Paralotniarz zginął popisując się przed znajomymi
52-letni paralotniarz z Wisły zginął popisując się przed znajomymi. Mężczyzna uczepił się startującego instruktora i spadł z wysokości około 200 metrów - informuje TVP Info.
22.08.2015 21:33
Tragiczny wypadek miał miejsce w sobotę wczesnym popołudniem w rejonie Skrzycznego. 52-latek z Wisły chciał wraz ze znajomymi polatać na paralotni ze szczytu Skrzycznego. Podczas przygotowań wpadł na pomysł żartu, który przerodził się w tragiczny wypadek.

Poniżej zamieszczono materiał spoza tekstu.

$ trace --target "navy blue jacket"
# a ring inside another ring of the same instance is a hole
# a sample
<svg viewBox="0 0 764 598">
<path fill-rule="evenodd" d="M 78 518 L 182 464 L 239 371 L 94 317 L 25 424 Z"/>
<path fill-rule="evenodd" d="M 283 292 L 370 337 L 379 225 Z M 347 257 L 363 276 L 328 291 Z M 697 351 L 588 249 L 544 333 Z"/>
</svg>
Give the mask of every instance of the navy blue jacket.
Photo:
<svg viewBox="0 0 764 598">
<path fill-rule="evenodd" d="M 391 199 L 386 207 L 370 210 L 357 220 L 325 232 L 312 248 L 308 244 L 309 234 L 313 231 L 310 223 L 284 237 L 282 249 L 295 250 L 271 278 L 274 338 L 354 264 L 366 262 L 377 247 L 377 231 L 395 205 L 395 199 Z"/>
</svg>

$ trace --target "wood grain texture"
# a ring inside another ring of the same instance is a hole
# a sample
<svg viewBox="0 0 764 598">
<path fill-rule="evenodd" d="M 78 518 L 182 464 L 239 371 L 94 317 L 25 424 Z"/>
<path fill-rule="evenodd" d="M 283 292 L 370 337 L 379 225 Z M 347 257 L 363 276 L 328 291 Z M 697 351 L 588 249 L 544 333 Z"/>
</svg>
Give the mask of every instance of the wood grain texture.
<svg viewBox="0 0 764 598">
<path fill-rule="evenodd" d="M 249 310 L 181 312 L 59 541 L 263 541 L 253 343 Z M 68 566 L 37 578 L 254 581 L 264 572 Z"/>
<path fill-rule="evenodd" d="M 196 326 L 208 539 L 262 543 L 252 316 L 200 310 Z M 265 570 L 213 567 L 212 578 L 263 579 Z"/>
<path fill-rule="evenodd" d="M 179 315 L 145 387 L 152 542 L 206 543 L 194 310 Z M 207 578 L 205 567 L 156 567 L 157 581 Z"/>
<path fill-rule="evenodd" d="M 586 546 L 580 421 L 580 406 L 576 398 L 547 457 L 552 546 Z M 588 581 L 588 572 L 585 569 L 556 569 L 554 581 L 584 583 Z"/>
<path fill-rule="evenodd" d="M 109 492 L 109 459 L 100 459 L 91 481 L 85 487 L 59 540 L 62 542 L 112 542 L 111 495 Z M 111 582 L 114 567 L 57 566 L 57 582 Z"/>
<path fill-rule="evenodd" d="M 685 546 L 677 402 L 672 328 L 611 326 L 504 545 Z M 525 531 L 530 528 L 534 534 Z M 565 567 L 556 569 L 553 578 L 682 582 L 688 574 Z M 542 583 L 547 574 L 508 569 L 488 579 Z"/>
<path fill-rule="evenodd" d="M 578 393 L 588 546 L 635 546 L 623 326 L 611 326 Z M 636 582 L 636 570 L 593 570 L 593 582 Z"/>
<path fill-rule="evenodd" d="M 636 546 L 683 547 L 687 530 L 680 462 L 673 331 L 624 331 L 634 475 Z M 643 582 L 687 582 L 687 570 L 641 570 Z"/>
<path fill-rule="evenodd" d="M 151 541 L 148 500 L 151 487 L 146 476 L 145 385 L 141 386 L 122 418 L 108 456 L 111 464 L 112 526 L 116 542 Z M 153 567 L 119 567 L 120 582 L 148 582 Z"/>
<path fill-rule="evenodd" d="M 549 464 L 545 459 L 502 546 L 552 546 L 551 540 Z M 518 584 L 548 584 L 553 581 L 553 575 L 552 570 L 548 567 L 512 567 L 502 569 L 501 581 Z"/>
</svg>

– Z ustaleń wynika, że mężczyzna dla żartu, prawdopodobnie chcąc popisać się przed znajomymi, uczepił się startującego instruktora-paralotniarza, próbując uniemożliwić mu lot. Nagły, bardzo silny podmuch wiatru uniósł obu mężczyzn. Uczepiony nie był w stanie się utrzymać. Runął z wysokości ok. 200 metrów na drzewa Jaworzyny w rejonie Skrzycznego – poinformowała Elwira Jurasz, oficer prasowy bielskiej policji.
Mężczyzna nie miał założonego sprzętu. Reanimacja przybyłych na miejsce lekarzy nie odniosła skutku. 52-latek zmarł. Przyczyny zdarzenia wyjaśniają policjanci ze Szczyrku i Bielska-Białej.